Petr Král publie Déploiement aux éditions Lurlure.
La ville de Vrchlabí après Karel Š.
Il arrive qu'on aille à la fois au-devant de ses deux pôles
Pour voir il suffisait au bord d'une place parmi ses hordes
du samedi soir de sentir sur la langue la goutte rouge lumineuse de lamole di lamole
Le néant s'écartait aussitôt
pour nous laisser passer
La foule cachait quelquefois un prophète
un autre jour seulement un artiste d'avant-garde expert en crachement dans les cendriers des autres
portant sur le front un bout de ruban adhésif
Celui-ci il est vrai n'avait de sens que dans une devanture
sur la cuisse d'un mannequin vieilli en maillot neuf
La bourgade survivait à l'illumination restait là
avec ses arcades et commerces autant Broadway shopping que paniers d'ail Les marches la nuit montaient toujours taciturnes
vers le silence de la vieille salle de cinéma
De nouvelles agences s'éclairaient dans le passage
bien que les filles à l'intérieur ne fissent que bâiller discrètement
sur leurs offres d'un voyage à Hong Kong ou vers l'Orient plusdistant
de Nulle part définitif
Debout
Chose connue : soudain sans savoir comment
on se retrouve seul avec sa faute d'orthographe
Le regard scrute en vain alentour
la place vide
Dans les marges des villes et de l'Histoire heureusement
demeure aussi l'élégance des jours de pluie
Il suffit avec un léger sourire et en gabardine
de se tenir debout sous les gouttes
Savoir — comme disait le grand-père —
pourquoi les Anglais ont une reine
Le climat
La pluie vient toujours peser sur le monde
et l'aplatir il pleut sur le macadam
et sur une balance sur un archet délaissé
Derrière le voile des gouttes les mines allongées des vivants
s'approchent déjà des faces évacuées des défunts
Rosa seule peut-être sera pour un temps sauvée
par son prénom
(Si la terre parfois recrache un corps
il s'agit d'une simple erreur)
À présent c'est la neige elle tombe sur un os
ou sur un ostensoir
Les hallebardes pour l'instant se tiennent à l'écart
De derrière un angle jaillit brièvement
le S.O.S. d'une toux anonyme
Petr Král, Déploiement, Lurlure, 2020, 80 p., 15€, pp. 47-49
On peut lire un autre extrait du livre sur le site de l’éditeur
Prière d’insérer de l’éditeur :
Petr Král est un écrivain tchèque né à Prague le 4 septembre 1941. Poète, membre du groupe surréaliste tchèque, il quitte son pays natal lors du Printemps de Prague en 1968 pour Paris jusqu'en 2006, année au cours de laquelle il retourne vivre en République tchèque. Également essayiste (sur le cinéma et la poésie) et prosateur, nombre de ses livres sont écrits en français.

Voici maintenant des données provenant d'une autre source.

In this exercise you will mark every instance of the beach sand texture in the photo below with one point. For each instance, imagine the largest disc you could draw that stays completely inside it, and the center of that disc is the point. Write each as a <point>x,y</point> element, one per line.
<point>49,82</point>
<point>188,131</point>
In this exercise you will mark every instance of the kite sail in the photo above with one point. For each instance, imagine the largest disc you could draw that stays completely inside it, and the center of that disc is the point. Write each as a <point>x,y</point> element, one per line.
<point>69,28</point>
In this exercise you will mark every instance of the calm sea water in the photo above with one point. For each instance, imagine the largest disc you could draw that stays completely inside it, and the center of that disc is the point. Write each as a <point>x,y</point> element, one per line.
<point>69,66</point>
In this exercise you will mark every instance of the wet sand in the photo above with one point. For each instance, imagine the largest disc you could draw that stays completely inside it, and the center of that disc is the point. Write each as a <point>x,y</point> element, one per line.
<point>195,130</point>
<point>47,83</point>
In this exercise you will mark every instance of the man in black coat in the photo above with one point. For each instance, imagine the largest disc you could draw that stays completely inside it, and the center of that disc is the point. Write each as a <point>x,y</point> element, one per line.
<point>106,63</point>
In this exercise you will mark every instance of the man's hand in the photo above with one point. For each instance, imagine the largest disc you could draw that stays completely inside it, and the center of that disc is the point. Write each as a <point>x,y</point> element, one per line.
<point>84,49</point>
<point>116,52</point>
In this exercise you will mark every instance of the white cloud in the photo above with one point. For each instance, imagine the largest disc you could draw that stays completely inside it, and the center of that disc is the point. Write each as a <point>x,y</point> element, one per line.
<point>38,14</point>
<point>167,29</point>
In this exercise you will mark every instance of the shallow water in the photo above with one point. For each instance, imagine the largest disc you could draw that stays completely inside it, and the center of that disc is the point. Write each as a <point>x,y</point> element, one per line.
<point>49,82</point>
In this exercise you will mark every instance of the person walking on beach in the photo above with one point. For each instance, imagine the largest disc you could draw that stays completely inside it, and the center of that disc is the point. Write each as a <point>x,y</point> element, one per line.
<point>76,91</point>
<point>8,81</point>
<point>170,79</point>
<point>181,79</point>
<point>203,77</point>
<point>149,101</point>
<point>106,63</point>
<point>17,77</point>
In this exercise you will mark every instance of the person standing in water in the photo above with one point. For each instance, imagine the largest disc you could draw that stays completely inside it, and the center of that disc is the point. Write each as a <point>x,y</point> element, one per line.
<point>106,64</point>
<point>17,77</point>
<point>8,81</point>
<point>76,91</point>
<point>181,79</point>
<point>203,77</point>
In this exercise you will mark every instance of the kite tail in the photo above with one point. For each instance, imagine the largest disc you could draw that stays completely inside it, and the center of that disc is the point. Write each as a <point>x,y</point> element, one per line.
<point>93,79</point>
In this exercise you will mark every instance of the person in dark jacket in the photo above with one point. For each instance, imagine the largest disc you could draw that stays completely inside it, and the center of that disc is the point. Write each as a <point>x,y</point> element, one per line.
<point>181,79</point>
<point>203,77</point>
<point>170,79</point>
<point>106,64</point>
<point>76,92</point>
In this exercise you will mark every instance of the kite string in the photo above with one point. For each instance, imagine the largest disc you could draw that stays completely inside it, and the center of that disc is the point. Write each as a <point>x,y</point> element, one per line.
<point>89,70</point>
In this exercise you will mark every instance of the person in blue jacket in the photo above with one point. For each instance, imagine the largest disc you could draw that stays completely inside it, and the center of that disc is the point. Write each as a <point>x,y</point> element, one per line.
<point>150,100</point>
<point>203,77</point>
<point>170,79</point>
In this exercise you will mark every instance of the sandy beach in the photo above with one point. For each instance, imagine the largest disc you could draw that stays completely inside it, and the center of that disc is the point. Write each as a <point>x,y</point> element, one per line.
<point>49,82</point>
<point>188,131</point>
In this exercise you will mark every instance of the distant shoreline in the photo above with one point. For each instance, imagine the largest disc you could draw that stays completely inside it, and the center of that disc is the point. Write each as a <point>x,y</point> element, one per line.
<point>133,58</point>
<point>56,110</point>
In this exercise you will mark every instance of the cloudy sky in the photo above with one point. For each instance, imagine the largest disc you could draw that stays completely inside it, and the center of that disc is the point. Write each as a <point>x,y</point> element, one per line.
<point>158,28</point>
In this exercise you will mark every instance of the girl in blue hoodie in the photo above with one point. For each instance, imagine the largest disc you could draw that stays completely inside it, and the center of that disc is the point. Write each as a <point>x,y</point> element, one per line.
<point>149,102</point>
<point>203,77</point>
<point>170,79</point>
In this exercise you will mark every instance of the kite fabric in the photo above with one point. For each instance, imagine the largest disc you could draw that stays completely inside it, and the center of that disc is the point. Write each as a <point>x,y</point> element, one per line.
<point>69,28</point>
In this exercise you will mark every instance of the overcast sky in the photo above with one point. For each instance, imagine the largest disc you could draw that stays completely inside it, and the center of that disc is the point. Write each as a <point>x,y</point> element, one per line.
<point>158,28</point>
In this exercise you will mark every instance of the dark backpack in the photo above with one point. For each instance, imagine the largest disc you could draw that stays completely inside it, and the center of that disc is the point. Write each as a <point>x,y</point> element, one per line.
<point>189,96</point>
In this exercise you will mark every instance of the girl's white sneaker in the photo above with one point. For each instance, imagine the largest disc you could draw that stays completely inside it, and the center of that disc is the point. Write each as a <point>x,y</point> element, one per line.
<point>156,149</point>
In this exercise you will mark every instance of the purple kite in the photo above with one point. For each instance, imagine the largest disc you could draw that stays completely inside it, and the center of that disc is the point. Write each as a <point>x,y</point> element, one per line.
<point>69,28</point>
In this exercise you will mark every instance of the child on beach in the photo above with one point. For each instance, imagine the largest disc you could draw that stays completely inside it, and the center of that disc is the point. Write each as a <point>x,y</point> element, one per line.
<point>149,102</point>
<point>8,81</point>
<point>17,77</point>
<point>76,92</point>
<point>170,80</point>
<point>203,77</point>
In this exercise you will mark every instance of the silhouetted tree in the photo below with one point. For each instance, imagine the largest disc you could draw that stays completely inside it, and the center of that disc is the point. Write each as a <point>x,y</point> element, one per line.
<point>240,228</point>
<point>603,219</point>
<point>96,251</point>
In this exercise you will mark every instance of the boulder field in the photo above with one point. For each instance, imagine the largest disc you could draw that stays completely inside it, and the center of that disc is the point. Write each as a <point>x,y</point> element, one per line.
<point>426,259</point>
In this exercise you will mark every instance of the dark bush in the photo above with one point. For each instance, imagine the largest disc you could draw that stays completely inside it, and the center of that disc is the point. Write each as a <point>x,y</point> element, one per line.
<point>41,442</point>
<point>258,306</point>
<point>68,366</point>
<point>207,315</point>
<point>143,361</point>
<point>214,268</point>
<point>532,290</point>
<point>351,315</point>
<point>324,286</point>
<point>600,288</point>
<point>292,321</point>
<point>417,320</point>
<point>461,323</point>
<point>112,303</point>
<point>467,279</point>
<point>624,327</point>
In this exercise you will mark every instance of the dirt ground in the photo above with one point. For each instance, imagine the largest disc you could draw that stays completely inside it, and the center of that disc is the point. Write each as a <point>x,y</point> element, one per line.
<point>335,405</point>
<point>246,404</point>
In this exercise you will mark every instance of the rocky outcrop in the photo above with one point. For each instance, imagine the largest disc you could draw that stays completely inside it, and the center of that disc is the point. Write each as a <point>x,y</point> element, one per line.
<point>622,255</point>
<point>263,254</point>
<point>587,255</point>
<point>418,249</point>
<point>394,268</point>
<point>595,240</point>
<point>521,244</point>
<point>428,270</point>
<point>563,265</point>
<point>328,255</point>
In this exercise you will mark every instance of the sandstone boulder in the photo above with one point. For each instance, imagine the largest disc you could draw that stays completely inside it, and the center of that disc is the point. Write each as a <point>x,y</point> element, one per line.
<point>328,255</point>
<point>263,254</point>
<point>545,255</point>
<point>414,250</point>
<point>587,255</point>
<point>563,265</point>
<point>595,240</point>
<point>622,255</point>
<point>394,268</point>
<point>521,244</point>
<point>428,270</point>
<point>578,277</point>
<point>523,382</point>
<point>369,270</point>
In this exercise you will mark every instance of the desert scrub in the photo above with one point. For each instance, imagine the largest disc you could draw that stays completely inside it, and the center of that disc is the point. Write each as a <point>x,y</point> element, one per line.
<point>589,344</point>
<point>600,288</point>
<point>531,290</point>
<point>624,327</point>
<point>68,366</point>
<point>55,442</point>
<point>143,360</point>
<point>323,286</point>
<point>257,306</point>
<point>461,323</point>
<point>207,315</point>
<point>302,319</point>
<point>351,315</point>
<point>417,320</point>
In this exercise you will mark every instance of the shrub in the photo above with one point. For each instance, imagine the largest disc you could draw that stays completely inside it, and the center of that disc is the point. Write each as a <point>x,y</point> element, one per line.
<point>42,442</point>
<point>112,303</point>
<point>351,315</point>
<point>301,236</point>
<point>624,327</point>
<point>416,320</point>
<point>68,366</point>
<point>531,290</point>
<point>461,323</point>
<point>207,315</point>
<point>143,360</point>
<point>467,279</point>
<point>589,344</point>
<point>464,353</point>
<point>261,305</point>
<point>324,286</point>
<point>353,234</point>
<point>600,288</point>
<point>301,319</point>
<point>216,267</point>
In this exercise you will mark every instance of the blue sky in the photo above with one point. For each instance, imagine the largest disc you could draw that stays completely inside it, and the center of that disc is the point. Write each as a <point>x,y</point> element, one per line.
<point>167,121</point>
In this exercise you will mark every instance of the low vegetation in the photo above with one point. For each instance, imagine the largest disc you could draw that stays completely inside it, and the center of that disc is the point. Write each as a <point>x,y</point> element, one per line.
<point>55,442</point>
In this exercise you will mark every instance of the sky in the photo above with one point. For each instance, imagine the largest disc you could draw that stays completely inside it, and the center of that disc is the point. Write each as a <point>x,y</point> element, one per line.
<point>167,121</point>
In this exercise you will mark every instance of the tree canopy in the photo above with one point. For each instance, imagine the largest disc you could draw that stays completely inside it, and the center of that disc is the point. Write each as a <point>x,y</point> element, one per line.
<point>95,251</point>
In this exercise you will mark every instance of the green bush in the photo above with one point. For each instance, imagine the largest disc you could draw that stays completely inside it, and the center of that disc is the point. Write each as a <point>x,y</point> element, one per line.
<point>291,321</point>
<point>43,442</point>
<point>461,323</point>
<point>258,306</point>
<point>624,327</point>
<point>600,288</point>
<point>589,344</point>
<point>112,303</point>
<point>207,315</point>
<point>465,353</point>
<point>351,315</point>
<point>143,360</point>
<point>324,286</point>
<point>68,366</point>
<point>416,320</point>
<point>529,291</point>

Petr Král a reçu en 2016 le Prix Jean Arp de littérature francophone pour l'ensemble de son œuvre et, en 2019, le Grand Prix de la Francophonie de l'Académie française.
Il a notamment publié :
Poésie : Sentiment d'antichambre dans un café d'Aix, P.O.L., 1991; Pour l'ange, Obsidiane, 2007; Ce qui s'est passé, avec des peintures de Vlasta Voskovec, Le Réalgar, coll. « L'Orpiment », 2017.
Proses et essais : Notions de base, préface de Milan Kundera, Flammarion, 2005 ; Vocabulaire, Flammarion, 2008 ; Cahiers de Paris, Flammarion, 2012.
Anthologie : Anthologie de la poésie tchèque contemporaine, Poésie / Gallimard, 2002.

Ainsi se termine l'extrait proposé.